Run Multiple Independent Bayesian PGMM Chains
Description
Runs independent 'pgmm_rjmcmc()' chains, optionally in parallel. This is the safest way to use multiple CPU cores because each MCMC iteration depends on the previous state, while independent chains can be evaluated concurrently.
Usage
pgmm_rjmcmc_chains(
X,
m_init,
m_range,
q_new,
delta = 2,
ggamma = 2,
burn = 20,
niter = 1000,
constraint = c(0, 0, 0),
d_vec = c(1, 1, 1),
s_vec = c(1, 1, 1),
m_step = 0,
v_step = 0,
split_combine = 0,
verbose = FALSE,
chains = 2,
cores = min(chains, available_cores()),
seed = NULL
)
Arguments
X |
the observation matrix with variables in rows and observations in columns. |
m_init |
the number of initial clusters. |
m_range |
the allowed range for the number of clusters. |
q_new |
the number of latent factors for a new cluster. |
delta |
scalar hyperparameter for the noise covariance prior |
ggamma |
scalar hyperparameter used in covariance-structure proposals |
burn |
the number of burn-in iterations |
niter |
the number of posterior sampling iterations |
constraint |
initial PGMM covariance constraint. Use a three-letter model label such as '"CCC"' or '"UUU"', or a numeric vector of length three with binary entries. For example, 'c(1, 1, 1)' is 'CCC', the fully constrained model, and 'c(0, 0, 0)' is 'UUU', the fully unconstrained model. |
d_vec |
a vector of hyperparameters with length three, shape parameters for alpha1, alpha2 and bbeta respectively |
s_vec |
a vector of hyperparameters with length three, rate parameters for alpha1, alpha2 and bbeta respectively |
m_step |
indicator for RJMCMC model selection on the number of clusters. |
v_step |
indicator for RJMCMC model selection on covariance structures. |
split_combine |
indicator for using split/combine moves in the cluster-number RJMCMC step. |
verbose |
logical; if 'TRUE', print iteration progress. |
chains |
positive integer giving the number of independent chains. |
cores |
positive integer giving the number of worker processes to use. Values greater than 'chains' are reduced to 'chains'. |
seed |
optional integer seed used to generate deterministic per-chain seeds. |
Value
A list with one fitted 'pgmm_rjmcmc()' result per chain. The result has class 'bpgmm_rjmcmc_chains' and stores the per-chain seeds in the 'chain_seeds' attribute.
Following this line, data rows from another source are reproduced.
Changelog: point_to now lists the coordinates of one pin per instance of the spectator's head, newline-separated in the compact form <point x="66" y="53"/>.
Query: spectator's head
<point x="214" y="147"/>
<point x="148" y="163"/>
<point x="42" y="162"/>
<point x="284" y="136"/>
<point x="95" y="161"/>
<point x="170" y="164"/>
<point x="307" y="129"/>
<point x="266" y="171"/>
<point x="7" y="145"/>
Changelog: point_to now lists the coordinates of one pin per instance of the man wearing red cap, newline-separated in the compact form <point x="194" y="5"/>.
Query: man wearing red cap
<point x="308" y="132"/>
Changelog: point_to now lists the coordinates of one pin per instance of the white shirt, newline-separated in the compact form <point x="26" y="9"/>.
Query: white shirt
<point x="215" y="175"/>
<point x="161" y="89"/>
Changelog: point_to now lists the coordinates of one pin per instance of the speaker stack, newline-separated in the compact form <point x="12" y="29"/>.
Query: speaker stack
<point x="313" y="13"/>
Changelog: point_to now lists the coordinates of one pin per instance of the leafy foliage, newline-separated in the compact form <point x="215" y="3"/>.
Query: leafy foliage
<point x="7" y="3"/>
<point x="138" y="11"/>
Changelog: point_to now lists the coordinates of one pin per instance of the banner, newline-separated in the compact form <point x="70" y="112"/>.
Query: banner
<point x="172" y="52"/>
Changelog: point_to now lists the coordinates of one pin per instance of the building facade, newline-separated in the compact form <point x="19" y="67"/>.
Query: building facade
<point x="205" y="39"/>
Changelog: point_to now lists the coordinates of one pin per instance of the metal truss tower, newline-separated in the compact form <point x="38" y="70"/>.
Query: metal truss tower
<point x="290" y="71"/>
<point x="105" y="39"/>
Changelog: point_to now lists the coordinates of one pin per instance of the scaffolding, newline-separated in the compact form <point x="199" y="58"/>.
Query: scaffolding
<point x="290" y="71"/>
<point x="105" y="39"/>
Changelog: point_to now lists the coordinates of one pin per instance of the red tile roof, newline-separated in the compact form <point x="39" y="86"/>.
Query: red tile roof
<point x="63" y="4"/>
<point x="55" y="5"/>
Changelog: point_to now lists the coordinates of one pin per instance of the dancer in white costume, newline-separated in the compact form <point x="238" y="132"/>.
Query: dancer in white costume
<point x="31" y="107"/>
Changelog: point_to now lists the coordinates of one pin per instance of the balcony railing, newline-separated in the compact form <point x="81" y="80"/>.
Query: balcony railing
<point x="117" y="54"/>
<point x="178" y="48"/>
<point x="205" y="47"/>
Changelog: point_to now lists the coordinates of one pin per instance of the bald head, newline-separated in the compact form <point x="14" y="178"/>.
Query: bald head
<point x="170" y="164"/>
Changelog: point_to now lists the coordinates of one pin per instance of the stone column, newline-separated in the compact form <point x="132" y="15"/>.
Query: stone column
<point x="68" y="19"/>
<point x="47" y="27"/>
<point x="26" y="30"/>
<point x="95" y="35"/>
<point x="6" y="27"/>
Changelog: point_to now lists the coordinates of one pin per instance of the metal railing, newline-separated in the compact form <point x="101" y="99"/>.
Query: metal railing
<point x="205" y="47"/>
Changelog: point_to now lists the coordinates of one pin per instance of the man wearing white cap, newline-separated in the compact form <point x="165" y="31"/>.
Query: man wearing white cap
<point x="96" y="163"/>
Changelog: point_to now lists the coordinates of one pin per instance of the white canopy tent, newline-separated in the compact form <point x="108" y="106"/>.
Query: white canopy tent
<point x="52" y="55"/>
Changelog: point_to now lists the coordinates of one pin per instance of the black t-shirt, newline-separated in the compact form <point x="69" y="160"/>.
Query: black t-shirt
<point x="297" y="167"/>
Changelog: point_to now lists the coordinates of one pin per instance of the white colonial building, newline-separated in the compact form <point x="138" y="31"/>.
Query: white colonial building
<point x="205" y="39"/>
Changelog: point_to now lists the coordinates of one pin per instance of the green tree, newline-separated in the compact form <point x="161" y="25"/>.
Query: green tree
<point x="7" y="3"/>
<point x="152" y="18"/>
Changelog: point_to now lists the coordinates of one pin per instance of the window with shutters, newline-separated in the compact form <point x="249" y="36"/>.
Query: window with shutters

Summarize RJMCMC Samples from a Bayesian PGMM Fit
Description
Summarizes posterior samples from [pgmm_rjmcmc()] into the modal allocation, posterior counts for the number of clusters, posterior counts for the eight PGMM covariance-constraint models, and optionally the adjusted Rand index against a known reference partition.
Usage
summarize_pgmm_rjmcmc(fit, true_cluster = NULL)
Arguments
fit |
Result list from [pgmm_rjmcmc()]. |
true_cluster |
Optional true or reference cluster allocation. |
Value
A list with 'allocation', 'n_clusters', 'n_constraints', and optionally 'ari'.